Audi HD Matrix LED High Beam System
Matrix LED technology has come to be a growing interest for leading car makers and auto parts manufacturers such as Audi, BMW, Mercedes-Benz, Opel, Volvo, Varroc, Hella, and Bosch. Audi and Hella recently introduced the HD Matrix LED high beam headlight which integrates 32 small, individually controllable LEDs arranged in two rows. 64-step dimming enables HD Matrix LED to create millions of light patterns. The high beam system uses feedback from a camera, the navigation system and other sensors to provide precision, intelligent forward lighting. The adaptive lighting mode is activated outside of urban areas at speeds of 30 km/h (18.6 mph) and above. The LEDs in the Matrix LED headlights also serve as cornering lights and use predictive route data supplied by the MMI navigation system to automatically illuminate parts of road lying around a coming curve before the driver arrives there. HD Matrix LED headlamps for selected top models integrate laser modules to double the range of the high beam. The dynamic laser high beams automatically turn on at 70 km/h and dims when the camera recognizes other vehicles in its range.
Although matrix LED headlights have compelling safety values, car manufacturers are challenged with increased circuit, thermal and design complexities, which ultimately adds to the total system cost.
Matrix lighting systems typically have a lighting matrix manager (LMM) device which provides load regulation and pixel level control of the LEDs. The LMM usually contains a microcontroller that controls the drive ICs of each LED engine via the SPI interface and transceivers that communicate with ECU. Each LED engine is connected to low voltage switch (MOSFET) which can be pulse width modulated (PWM) at a programmed frequency and duty cycle.
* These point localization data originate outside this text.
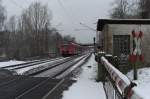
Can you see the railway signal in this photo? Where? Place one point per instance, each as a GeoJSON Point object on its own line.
{"type": "Point", "coordinates": [137, 52]}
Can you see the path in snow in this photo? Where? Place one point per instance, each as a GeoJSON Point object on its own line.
{"type": "Point", "coordinates": [86, 87]}
{"type": "Point", "coordinates": [143, 82]}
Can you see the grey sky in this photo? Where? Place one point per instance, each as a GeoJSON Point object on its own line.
{"type": "Point", "coordinates": [67, 14]}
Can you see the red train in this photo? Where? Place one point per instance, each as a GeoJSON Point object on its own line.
{"type": "Point", "coordinates": [69, 49]}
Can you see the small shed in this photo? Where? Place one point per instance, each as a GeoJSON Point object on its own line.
{"type": "Point", "coordinates": [115, 36]}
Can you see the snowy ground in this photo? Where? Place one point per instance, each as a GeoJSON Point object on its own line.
{"type": "Point", "coordinates": [86, 87]}
{"type": "Point", "coordinates": [143, 82]}
{"type": "Point", "coordinates": [11, 62]}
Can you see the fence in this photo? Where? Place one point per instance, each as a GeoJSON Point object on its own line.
{"type": "Point", "coordinates": [116, 84]}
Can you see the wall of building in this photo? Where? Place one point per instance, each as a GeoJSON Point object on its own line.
{"type": "Point", "coordinates": [121, 29]}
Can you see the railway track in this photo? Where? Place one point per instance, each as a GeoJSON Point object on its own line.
{"type": "Point", "coordinates": [28, 87]}
{"type": "Point", "coordinates": [59, 69]}
{"type": "Point", "coordinates": [31, 63]}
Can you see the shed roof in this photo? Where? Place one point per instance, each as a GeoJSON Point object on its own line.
{"type": "Point", "coordinates": [102, 22]}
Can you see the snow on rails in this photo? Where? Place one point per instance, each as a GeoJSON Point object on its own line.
{"type": "Point", "coordinates": [126, 87]}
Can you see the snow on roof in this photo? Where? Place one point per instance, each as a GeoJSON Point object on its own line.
{"type": "Point", "coordinates": [102, 22]}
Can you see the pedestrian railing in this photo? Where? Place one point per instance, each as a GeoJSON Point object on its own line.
{"type": "Point", "coordinates": [116, 84]}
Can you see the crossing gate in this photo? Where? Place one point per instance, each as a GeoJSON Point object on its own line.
{"type": "Point", "coordinates": [116, 84]}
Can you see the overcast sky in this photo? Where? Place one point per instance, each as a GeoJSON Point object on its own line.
{"type": "Point", "coordinates": [68, 14]}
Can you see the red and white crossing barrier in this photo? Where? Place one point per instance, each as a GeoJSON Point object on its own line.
{"type": "Point", "coordinates": [123, 84]}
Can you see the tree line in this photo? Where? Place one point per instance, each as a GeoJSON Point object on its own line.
{"type": "Point", "coordinates": [29, 34]}
{"type": "Point", "coordinates": [129, 9]}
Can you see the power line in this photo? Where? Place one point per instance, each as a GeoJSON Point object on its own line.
{"type": "Point", "coordinates": [65, 11]}
{"type": "Point", "coordinates": [14, 2]}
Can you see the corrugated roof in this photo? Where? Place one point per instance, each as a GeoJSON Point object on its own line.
{"type": "Point", "coordinates": [102, 22]}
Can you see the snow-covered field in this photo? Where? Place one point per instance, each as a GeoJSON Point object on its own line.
{"type": "Point", "coordinates": [11, 62]}
{"type": "Point", "coordinates": [143, 82]}
{"type": "Point", "coordinates": [86, 87]}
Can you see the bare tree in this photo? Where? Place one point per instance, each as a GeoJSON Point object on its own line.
{"type": "Point", "coordinates": [2, 16]}
{"type": "Point", "coordinates": [124, 9]}
{"type": "Point", "coordinates": [35, 22]}
{"type": "Point", "coordinates": [144, 9]}
{"type": "Point", "coordinates": [120, 9]}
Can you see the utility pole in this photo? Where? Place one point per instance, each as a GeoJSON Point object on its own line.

The drive IC circuit embedded in the MOSFET effectively prevents LED damages from voltage variation and transient spikes. Complex LED matrix circuitry not only increases PCB space, but also leads to raised electromagnetic interference (EMI).
Thermal management must keep pace with the high power density operation of the LED modules. Tight space within the headlight assembly may cause buildup of heat flux around the LEDs. Continuous operation beyond the maximum rated junction temperature accelerates degradation of materials utilized in the LED, such as phosphor or encapsulate, which results in lumen depreciation, color shift and shortened lifespan. Heat dissipation of the light source is typically provided by aluminum heat sinks which have large surface areas. The thermal management system may include electric fans to facilitate convective cooling.